Bug 870158

Summary: slapd entered to infinite loop during new index addition
Product: Red Hat Enterprise Linux 6 Reporter: Noriko Hosoi <nhosoi>
Component: 389-ds-baseAssignee: Rich Megginson <rmeggins>
Status: CLOSED ERRATA QA Contact: Sankar Ramalingam <sramling>
Severity: unspecified Docs Contact:
Priority: high    
Version: 6.4CC: jgalipea, nkinder, nsoman, pspacek, syeghiay
Target Milestone: rc   
Target Release: ---   
Hardware: Unspecified   
OS: Unspecified   
Whiteboard:
Fixed In Version: 389-ds-base-1.2.11.15-3.el6 Doc Type: Bug Fix
Doc Text:
Cause: When MMR is under the heavy stress, there was a chance to delete an entry already deleted. Consequence: It breaks the entry's parent/child relationship. Fix: This fix adds an missing check if the retrieved entry is already deleted or not. Result: There is no more chance to break the entry's parent/child relationship.
Story Points: ---
Clone Of: Environment:
Last Closed: 2013-02-21 08:21:16 UTC Type: ---
Regression: --- Mount Type: ---
Documentation: --- CRM:
Verified Versions: Category: ---
oVirt Team: --- RHEL 7.3 requirements from Atomic Host:
Cloudforms Team: --- Target Upstream Version:
Embargoed:

Description Noriko Hosoi 2012-10-25 16:40:42 UTC
This bug is created as a clone of upstream ticket:
https://fedorahosted.org/389/ticket/494

During IPA 2.2.0->3.0.0 upgrade various indexes are added. During index addition 389 locks in a infinite loop. Stacktraces etc. attached.

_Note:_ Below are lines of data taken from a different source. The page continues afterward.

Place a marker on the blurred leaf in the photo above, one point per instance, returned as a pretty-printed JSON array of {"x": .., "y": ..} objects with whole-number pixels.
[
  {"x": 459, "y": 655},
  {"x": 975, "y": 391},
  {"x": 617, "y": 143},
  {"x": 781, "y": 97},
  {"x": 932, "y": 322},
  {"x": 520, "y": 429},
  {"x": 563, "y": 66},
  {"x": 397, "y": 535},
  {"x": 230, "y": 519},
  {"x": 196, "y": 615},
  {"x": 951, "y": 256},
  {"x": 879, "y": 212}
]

Comment 1 Noriko Hosoi 2012-10-26 17:09:14 UTC
Committed to the external 389-ds-base-1.2.11 branch.

Comment 8 Namita Soman 2012-11-29 20:16:14 UTC
Started to take steps below to verify:
1. install ipa-server 2.2 on a machine using hostname mgmt13.e.org
2. from https://fedorahosted.org/389/ticket/494, downloaded E-ORG-userRoot-2012_10_15_184158.ldif​
3. import this ldif into the ipa-server

# hostname
mgmt13.e.org

# ipactl stop
<all services stopped successfully>

# /var/lib/dirsrv/scripts-E-ORG/db2ldif -n userRoot
Exported ldif file: /var/lib/dirsrv/slapd-E-ORG/ldif/E-ORG-userRoot-2012_11_29_151133.ldif
[29/Nov/2012:15:11:33 -0500] - /etc/dirsrv/slapd-E-ORG/dse.ldif: nsslapd-maxdescriptors: nsslapd-maxdescriptors: invalid value "8192", maximum file descriptors must range from 1 to 4096 (the current process limit).  Server will use a setting of 4096.
[29/Nov/2012:15:11:33 -0500] - Config Warning: - nsslapd-maxdescriptors: invalid value "8192", maximum file descriptors must range from 1 to 4096 (the current process limit).  Server will use a setting of 4096.
ldiffile: /var/lib/dirsrv/slapd-E-ORG/ldif/E-ORG-userRoot-2012_11_29_151133.ldif
[29/Nov/2012:15:11:33 -0500] - export userRoot: Processed 224 entries (100%).
[29/Nov/2012:15:11:33 -0500] - All database threads now stopped

Ques: Should I be running the command, and if yes - should it be as above? 
The steps I plan to take to verify this:
After importing the data, upgrade IPA to 3.0, and verify it upgrades successfully.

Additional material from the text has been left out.